For his year in residence at the Peter Wall Institute, he plans to carry out modeling of cell and tissue mechanics and morphogenesis. He is also co-organizing a Wall-sponsored workshop on Mathematics at the Frontier of Developmental Biology, and will host a Peter Wall International Visiting Research Scholar.
James Feng
Wall Scholar

James J. Feng received his Bachelor of Science (1985) and Master of Science (1988) degrees from Peking University in Beijing, and his doctorate (1995) from the University of Minnesota, all in Fluid Mechanics. After a postdoctoral stint at the University of California, Santa Barbara, he was appointed an associate professor at the Levich Institute for Physicochemical Hydrodynamics in New York City, where he carried out research in non-Newtonian fluid dynamics and polymer rheology and taught in the Mechanical Engineering department of the City College of New York. In 2000, he received the National Science Foundation (NSF) Career Award for work on multicomponent polymer flows.
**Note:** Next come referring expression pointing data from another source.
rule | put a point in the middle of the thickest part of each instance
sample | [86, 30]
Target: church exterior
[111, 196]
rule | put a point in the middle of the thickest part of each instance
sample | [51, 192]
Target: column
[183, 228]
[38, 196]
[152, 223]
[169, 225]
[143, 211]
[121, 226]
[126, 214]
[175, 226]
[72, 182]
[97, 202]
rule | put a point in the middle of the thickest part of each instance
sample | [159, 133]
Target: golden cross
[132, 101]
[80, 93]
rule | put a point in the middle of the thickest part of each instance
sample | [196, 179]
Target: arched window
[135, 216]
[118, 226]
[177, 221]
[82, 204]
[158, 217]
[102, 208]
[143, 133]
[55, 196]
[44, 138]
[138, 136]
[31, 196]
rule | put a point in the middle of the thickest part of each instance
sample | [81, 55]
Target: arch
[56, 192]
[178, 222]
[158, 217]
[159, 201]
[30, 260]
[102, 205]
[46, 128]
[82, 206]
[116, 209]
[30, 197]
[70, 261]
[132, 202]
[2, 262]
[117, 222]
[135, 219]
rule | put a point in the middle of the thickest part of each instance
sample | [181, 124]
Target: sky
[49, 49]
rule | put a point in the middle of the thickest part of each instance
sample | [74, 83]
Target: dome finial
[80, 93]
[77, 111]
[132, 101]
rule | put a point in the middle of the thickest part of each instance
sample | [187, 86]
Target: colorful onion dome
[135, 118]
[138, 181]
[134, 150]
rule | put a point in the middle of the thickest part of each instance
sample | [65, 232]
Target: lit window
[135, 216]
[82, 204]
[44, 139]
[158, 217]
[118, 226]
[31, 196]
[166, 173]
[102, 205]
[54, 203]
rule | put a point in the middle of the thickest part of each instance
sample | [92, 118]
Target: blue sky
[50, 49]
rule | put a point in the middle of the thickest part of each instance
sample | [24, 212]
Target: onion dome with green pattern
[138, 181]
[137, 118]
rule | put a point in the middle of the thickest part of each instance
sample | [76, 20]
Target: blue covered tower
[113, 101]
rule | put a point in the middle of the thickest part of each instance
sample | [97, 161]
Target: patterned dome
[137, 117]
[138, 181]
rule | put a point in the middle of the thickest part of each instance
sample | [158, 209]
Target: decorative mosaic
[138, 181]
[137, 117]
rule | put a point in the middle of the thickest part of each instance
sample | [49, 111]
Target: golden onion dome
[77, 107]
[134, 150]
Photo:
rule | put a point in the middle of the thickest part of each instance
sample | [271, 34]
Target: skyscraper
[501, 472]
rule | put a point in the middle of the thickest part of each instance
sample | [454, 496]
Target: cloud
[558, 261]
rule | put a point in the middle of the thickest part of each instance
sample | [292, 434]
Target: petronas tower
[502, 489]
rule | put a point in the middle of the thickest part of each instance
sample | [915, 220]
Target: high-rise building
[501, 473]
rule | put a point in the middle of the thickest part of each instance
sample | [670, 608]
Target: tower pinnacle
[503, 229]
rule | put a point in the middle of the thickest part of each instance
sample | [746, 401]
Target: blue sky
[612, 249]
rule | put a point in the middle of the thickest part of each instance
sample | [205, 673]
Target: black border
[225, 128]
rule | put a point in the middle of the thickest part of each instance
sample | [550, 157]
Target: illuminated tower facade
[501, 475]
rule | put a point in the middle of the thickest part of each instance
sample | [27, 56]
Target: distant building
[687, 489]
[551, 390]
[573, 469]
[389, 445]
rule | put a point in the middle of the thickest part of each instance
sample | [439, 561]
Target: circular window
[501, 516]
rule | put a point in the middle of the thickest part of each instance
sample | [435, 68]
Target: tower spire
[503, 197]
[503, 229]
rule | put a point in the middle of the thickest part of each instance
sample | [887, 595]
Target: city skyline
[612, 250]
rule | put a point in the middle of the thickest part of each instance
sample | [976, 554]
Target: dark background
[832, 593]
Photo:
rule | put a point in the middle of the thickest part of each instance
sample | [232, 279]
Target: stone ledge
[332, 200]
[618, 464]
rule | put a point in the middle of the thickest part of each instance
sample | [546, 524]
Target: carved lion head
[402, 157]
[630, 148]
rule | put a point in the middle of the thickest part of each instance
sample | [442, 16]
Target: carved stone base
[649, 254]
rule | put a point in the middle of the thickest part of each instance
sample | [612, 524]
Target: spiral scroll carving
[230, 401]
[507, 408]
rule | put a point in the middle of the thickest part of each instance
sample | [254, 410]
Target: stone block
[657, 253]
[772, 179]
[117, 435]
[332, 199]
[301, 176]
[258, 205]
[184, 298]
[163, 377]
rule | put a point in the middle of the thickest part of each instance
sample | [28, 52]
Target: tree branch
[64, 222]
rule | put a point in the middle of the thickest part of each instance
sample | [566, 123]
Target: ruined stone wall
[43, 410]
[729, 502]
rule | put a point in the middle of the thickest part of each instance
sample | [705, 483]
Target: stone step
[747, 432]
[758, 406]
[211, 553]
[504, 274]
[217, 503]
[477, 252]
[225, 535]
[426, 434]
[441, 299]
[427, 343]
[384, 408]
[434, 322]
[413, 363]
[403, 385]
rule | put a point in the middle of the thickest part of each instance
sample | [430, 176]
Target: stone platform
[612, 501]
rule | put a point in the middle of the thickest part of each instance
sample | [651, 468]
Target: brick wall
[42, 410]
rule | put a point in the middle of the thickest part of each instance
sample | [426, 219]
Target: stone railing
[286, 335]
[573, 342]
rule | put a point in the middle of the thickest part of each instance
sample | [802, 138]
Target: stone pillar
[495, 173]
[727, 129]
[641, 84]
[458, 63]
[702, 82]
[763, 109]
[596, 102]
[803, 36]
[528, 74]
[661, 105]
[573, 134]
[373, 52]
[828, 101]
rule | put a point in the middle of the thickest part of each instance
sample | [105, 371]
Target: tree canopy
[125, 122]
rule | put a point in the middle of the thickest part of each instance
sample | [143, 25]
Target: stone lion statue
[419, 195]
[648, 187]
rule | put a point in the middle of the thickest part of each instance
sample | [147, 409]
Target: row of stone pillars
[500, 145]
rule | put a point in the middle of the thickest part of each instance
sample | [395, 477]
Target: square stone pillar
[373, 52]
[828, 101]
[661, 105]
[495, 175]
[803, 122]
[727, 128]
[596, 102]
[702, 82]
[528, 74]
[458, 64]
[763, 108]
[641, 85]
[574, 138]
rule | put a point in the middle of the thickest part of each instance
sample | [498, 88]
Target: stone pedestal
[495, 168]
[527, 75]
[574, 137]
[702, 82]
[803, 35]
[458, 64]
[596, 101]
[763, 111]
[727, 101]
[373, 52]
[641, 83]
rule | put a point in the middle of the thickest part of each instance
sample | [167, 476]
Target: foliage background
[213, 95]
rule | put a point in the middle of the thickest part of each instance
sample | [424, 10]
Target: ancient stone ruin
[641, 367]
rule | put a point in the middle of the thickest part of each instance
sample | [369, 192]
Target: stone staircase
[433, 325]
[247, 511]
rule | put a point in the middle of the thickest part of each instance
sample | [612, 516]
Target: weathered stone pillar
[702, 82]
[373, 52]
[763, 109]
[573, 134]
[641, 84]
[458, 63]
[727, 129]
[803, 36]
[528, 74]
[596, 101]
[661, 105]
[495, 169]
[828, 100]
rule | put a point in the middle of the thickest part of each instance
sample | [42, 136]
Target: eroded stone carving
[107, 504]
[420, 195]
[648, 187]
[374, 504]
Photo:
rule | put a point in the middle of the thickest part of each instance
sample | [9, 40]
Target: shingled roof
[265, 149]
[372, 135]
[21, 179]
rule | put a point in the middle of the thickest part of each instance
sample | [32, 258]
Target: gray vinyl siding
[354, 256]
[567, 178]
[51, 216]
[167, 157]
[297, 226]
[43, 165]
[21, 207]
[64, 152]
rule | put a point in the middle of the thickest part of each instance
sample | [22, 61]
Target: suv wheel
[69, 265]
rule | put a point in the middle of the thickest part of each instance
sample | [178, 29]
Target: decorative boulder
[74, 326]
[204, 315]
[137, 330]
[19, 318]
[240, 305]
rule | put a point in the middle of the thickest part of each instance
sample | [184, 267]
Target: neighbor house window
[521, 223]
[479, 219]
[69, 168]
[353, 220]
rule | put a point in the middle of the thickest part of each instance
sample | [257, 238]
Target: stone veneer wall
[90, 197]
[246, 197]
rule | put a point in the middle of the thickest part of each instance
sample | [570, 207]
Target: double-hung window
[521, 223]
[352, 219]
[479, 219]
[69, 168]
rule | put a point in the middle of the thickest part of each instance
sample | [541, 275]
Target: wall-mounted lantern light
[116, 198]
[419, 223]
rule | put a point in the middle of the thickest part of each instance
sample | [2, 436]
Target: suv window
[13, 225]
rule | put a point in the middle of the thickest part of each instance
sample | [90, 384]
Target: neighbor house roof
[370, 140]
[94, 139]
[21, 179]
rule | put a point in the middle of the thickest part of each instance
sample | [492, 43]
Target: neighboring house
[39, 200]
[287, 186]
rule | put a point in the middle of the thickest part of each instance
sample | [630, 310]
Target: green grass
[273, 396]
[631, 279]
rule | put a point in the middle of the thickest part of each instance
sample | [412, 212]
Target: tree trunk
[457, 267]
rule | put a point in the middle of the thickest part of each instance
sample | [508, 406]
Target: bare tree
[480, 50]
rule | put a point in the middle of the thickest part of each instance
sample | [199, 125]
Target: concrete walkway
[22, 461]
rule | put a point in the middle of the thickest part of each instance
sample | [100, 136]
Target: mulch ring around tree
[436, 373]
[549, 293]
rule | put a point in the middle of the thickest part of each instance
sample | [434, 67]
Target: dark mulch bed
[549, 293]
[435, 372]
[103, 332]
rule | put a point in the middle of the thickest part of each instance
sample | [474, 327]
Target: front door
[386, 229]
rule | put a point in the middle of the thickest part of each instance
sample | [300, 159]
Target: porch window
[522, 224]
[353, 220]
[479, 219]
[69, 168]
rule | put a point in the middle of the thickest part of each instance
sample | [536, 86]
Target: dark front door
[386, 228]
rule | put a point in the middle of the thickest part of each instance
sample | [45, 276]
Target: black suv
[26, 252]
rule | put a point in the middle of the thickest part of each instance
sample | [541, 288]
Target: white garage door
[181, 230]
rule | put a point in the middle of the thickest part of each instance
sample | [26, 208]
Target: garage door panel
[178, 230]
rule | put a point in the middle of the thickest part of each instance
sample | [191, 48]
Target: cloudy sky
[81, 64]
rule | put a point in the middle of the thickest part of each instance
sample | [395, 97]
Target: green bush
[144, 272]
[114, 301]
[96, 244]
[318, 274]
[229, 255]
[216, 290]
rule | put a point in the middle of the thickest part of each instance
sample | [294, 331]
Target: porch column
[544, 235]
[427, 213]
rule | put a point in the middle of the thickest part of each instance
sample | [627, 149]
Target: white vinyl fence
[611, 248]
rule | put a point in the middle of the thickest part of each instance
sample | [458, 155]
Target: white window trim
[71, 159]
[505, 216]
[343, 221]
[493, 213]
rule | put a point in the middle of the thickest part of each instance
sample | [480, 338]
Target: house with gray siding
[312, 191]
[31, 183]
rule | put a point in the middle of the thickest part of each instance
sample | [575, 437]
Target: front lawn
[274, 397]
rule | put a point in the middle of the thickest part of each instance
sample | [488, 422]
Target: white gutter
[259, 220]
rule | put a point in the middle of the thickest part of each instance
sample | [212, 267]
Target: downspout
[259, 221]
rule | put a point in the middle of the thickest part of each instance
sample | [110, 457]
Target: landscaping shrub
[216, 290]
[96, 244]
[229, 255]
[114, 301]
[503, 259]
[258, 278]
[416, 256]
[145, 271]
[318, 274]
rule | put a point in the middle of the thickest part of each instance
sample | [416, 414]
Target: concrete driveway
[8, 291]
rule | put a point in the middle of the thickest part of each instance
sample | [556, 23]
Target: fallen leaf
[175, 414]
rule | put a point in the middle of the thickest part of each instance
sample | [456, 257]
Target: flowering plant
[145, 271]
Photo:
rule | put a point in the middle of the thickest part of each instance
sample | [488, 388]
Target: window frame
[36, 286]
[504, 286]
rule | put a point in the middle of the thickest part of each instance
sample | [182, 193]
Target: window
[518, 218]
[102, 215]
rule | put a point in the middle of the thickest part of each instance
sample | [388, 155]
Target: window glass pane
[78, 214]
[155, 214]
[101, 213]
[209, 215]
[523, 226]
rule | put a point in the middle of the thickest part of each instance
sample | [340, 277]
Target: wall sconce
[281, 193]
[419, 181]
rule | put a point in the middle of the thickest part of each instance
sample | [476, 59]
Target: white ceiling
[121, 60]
In 2004, he moved to the University of British Columbia (UBC) in Vancouver, as a Canada Research Chair in Complex Fluids and Interfaces, with a joint appointment in Chemical and Biological Engineering and Mathematics. He received the Canada Foundation for Innovation (CFI) Leaders Opportunity Award in 2008 and the Natural Science and Engineering Research Council (NSERC) Discovery Accelerator Award in 2009. He was also a UBC Killam Faculty Research Fellow during 2010 to 2011. In 2013, he was a Visiting Fellow at the Newton Institute, Cambridge University, and was elected Fellow of the American Physical Society (APS) in the same year.